Inutile voler snobbare un film come “Follemente “ accusandolo di essere superficiale o troppo semplificativo rispetto alle umane relazioni.
Inutile perché, invece, Follemente è un film che arriva , facendo sorridere e pensare.
Svelando a chiunque di noi l’odierna complessità di voler seguire i copioni di aspettative nostre o di altri invece di essere, semplicemente e solamente, autentici.
Ci riusciamo? Mah.. probabilmente no senza avere la voglia di rischiare .
Cosi accade che per cento minuti nel film di Paolo Genovese ognuno di noi ritrova quelle parti di se imbranate, insicure , contrastate e contrastanti . Quegli aspetti che, anche se ci mostriamo al mondo sicuri e invincibili, conosciamo bene e, alla fine , è proprio per questo rispecchiarci che ci sorridiamo teneramente .
La trama ormai è nota.
Un gruppo di attori straordinari nella mente del protagonista Edoardo Leo e un gruppo straordinario di attrici nella mente di Pilar Fogliati .Ognuno rappresentante una modalità, un modo di relazionarci, di essere.
Troppo semplice? No se in questo ci rivediamo
No se in questo riviviamo moltissimo della complessità degli odierni rapporti uomo – donna.
Personalmente amo sempre tanto ascoltare le reazioni del pubblico in sala e , stavolta, era palese che ridessimo di più noi donne.
Ok magari certe donne neanche tutte, perché non è detto che il genere dia necessariamente il patentino della capacità dell’ironia, soprattutto verso noi stesse.
Ridevamo, però ,di più noi donne esclusivamente perché da sempre siamo più abituate a gestire, o non saper gestire, le nostre emozioni.
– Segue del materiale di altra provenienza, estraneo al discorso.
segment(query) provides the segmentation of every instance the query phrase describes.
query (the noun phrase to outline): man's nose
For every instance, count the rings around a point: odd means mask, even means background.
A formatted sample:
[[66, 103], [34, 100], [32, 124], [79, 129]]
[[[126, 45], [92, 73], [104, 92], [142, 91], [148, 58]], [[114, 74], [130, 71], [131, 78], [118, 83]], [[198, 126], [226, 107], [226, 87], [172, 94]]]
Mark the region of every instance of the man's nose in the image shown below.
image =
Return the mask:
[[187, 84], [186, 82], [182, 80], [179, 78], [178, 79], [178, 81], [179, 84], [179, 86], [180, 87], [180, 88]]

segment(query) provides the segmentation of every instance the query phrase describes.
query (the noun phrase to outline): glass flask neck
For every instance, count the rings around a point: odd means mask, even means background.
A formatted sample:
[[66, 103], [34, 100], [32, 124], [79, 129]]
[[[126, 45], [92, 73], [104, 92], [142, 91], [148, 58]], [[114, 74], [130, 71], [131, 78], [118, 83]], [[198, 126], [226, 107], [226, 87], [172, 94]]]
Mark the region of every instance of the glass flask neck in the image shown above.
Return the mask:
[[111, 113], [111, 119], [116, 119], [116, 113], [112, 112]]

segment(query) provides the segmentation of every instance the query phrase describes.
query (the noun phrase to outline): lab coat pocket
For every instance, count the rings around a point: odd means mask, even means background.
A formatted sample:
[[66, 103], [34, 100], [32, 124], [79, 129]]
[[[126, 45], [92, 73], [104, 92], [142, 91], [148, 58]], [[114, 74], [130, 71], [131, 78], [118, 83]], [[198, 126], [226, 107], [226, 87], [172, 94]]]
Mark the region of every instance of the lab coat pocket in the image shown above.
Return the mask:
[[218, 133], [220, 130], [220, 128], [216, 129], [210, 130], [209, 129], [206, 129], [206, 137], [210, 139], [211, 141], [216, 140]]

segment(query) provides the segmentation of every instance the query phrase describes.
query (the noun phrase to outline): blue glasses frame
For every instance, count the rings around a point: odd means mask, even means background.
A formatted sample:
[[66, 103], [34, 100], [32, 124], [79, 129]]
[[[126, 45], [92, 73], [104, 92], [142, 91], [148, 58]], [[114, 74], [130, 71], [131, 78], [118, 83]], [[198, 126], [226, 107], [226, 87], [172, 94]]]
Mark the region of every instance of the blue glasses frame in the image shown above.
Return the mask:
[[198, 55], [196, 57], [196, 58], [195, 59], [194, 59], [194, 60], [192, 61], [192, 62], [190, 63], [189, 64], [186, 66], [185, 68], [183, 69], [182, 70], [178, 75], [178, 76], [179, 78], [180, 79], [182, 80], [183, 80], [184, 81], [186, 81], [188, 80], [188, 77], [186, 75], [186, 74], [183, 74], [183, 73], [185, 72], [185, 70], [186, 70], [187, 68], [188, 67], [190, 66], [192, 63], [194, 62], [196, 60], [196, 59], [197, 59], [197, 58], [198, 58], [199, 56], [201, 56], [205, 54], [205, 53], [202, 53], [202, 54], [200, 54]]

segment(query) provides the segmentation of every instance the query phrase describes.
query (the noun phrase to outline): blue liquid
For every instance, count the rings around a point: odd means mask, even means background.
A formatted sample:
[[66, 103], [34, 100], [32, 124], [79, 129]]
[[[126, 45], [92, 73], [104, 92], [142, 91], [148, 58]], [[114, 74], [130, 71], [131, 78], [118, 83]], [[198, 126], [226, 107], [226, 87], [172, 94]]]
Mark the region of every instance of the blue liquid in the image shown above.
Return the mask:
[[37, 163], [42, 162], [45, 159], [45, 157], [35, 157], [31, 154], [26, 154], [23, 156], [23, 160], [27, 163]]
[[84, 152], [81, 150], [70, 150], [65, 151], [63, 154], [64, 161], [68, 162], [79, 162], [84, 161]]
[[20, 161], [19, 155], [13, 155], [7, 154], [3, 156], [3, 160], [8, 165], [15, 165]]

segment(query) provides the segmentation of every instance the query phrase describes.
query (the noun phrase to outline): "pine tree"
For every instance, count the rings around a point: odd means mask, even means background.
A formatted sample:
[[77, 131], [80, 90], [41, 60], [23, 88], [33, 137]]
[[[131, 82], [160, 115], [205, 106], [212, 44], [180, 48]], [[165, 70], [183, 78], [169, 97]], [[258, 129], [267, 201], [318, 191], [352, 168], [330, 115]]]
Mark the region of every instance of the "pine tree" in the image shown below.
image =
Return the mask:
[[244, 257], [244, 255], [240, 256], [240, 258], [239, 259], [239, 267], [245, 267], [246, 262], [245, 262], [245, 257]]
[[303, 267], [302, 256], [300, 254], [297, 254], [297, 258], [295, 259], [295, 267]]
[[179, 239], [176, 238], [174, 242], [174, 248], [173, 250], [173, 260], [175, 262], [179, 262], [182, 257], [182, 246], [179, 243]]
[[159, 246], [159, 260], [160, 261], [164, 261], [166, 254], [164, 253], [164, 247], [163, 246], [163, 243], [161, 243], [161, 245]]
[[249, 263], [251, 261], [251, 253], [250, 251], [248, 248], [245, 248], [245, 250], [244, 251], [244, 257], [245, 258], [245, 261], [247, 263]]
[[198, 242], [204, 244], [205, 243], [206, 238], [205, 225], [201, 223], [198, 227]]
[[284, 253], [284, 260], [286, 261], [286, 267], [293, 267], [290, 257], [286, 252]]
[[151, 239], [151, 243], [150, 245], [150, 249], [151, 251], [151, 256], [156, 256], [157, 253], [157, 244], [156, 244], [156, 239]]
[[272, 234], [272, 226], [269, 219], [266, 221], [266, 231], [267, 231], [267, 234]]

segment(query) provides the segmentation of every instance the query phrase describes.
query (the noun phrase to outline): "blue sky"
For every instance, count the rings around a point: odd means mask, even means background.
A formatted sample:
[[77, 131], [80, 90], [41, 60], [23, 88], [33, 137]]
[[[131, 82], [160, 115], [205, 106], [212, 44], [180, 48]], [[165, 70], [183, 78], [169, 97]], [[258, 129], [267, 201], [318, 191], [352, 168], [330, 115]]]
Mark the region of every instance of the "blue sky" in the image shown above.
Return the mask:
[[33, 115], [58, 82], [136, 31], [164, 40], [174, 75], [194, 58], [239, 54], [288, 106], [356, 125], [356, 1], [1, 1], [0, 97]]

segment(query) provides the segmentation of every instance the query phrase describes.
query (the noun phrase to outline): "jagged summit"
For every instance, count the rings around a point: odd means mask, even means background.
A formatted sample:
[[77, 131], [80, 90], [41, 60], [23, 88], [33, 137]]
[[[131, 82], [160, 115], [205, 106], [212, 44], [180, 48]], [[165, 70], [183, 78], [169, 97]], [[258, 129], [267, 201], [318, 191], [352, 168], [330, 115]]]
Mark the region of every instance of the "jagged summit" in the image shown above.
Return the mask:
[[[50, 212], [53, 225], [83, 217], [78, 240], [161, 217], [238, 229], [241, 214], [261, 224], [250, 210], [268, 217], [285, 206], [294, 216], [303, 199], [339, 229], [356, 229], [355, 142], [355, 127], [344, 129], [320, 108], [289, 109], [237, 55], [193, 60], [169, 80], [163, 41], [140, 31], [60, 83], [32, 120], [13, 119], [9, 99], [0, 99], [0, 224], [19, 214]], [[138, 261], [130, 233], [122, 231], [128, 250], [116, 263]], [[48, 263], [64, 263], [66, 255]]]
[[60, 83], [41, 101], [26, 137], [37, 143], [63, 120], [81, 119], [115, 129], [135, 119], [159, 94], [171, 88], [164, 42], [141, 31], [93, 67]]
Più abituate a viverle barcamenandoci da sempre fra ruoli continuamente diversi, fra desideri completamente diversi . Amorevoli, disponibili, spontanee, romantiche certo se lo vogliamo ma , nello stesso tempo , sempre timorose che tutto questo sentimento possa sembrare debolezza, essere usato o manipolato per l’ esaudimento di bisogni o desideri di altri.
Abituate ad un esercitazione continua fra volontà e cuore, fra desiderio di mostrarci e o trattenerci per evitare ferite. Un training estenuante che ci ha rese manovratrici esperte di montagne russe fra emozione o ragione , per tener fede a quanto di acquisito non vorremmo perdere per apparite solide e risolte al mondo.
Ma…gli uomini? Gli uomini di oggi a tutto questo sono abituati?
Certamente dai trenta , trentacinque anni in su io non credo .
Vivendo, questi nostri un pò spaesati compagni di viaggio, un momento di passaggio fra le granitiche certezze del come essere maschi alla , finalmente , scoperta della possibilità di sdoganamento di incertezze , fragilità e paure onestamente mostrabili.
Certo non tutti e non sempre ma, se un film come questo di Genovese ha un valore, è proprio nella divulgazione semplice, ripeto, di questo mal-essere comune la sua forza.
Nel far vedere qualcosa che chiunque seduto in platea vive rendendo semplicemente tutti meno soli e con un sorriso . Perché, alla fine, è di solitudini che si racconta.
Di come evitarle se desideriamo altro o di come non sceglierle come via di fuga .
“Spegnere il cervello” ?Si prospetta come possibile soluzione alla fine del film.
Non penso basti se non insieme al provare ad essere più sinceri, più coraggiosi, più liberi ,più autenticamente noi stessi.
Imparando anche dalle nostre ferite, facendone risorse, mostrabili. Esattamente come ,in una scena del film i due protagonisti si mostrano le cicatrici dei grandi o piccoli infortuni avuti nella vita.
Quindi ben venga se grazie ad una sceneggiatura brillante, a degli attori straordinari e ad una idea, certo non nuova, ma resa in maniera divertente arriva il sentire comune di un’ era di smottamento di qualunque certezza comportamentale di genere rispetto alle emozioni e al come viverle.
Ma non spegniamo il cervello, usiamolo.
Magari insegnandogli meglio a passare, al bisogno e sinceramente, anche dal cuore.